Important Punjab city in the north of India. Known for its sports equipment industry and the manufacture of hand tools. Unlike last time, was placed first not at Amritsar but in Jalandhar.
Entering Jalandhar from the Grand Trunk road, noticed that there had been no progress at all in the highway flyover from the stage it was at a year ago.

Its current function seemed to be as a semi-permanent advertising billboard.
From my hotel suite on the fifth floor, I had a great view across the wealthy residential area to a Hindu temple (Chintapurni Mandir).

Very well looked after at the Maya, Jalandhar for breakfast, lunch and dinner by the ‘silver service’ dining room staff Sanjay, Ravinder, Pria, and Nishu. On one of my lunchtime walks, heard my name called out and totally surprised to see the dining room staff, having finished their shifts, in their civvies!
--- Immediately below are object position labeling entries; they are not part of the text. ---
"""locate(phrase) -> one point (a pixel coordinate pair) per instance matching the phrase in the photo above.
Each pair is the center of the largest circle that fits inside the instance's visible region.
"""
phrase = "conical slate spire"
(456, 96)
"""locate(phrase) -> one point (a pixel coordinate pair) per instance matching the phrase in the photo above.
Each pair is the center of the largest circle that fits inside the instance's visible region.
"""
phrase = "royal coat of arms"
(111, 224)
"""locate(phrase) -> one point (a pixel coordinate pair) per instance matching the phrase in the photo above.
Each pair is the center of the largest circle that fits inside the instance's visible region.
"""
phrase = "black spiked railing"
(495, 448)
My hotel in Jalandhar is located on the Grand Trunk Road in Civil Line near the judicial courts. The former colonial district court is still there in Tehsil Road but the new more modern multi level complex is located opposite the Maya. Impressed to see that there is an e-court system for complainants to access their cases online. Behind the Maya hotel are hundreds of advocates’ chambers. Met a very helpful young advocate who offered to get me in to observe a court in session.
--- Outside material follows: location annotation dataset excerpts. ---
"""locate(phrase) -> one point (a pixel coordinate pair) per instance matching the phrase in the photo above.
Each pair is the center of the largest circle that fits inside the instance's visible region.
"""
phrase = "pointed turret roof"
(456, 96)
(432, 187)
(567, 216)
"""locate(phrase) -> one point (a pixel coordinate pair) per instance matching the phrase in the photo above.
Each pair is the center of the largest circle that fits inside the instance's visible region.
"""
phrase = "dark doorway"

In easy walking distance from my hotel is Jalandhar’s Model Town. It has a wealthy ‘posh’ residential area which features Cool Road, one of the city’s most attractive tree-lined thoroughfares. In nearby Link Road there is the magnificent residence of a former Indian minister with a 24 hour security presence at his gateway. You also pass the Punjab Scouts and Guides Training Centre, another hangover from British colonial days. Model Town itself is a jumble of various shops ranging from high-end boutiques to clothing stores offering hope for obese men. A haven for expats is Nik Baker’s which makes a decent coffee and provides a range of very tasty pastries. He advertises himself as ‘a professional baker from Australia’.
The best bookshop specialising in India that I’ve come across is Readers’ Paradise in Model Town with its owner S. K. Sharma. So knowledgeable about all things Indian: culture, religion, history and literature. It was here that I bought a copy of Salman Rushdie’s Midnight’s Children. It deals with India’s transition from British colonialism to independence and the partition of India. At the end of each working day I wound down with a chapter from this magnificent novel.
One late afternoon shot of a gathering monsoon thunderstorm from my hotel window. Indian Independence Day on August 15 was celebrated at the nearby Neopolis Mall as well as in my hotel, where guests were reassured that they could ‘sleep peacefully as the Indian army is guarding the border’.
Other photos are a wall image graffiti for an Indian #metoo women’s movement. A group of tertiary students practising English with me, who intend pursuing post graduate studies in Canada. A number of secondary students on bikes heading to their homes at lunchtime. A local MacDonalds. A patriotic billboard for BSNL, a state-owned telecom company and their staff ‘colony’ which has clearly seen much better days. Feeling very safe in the hands of a detachment of Jalandhar’s Punjabi police. Billboards for coke & whisky. An auto rickshaw with a full complement and ‘Juice Corner’ intersection, near my hotel. Two boys being driven home in a rickshaw from school for lunch.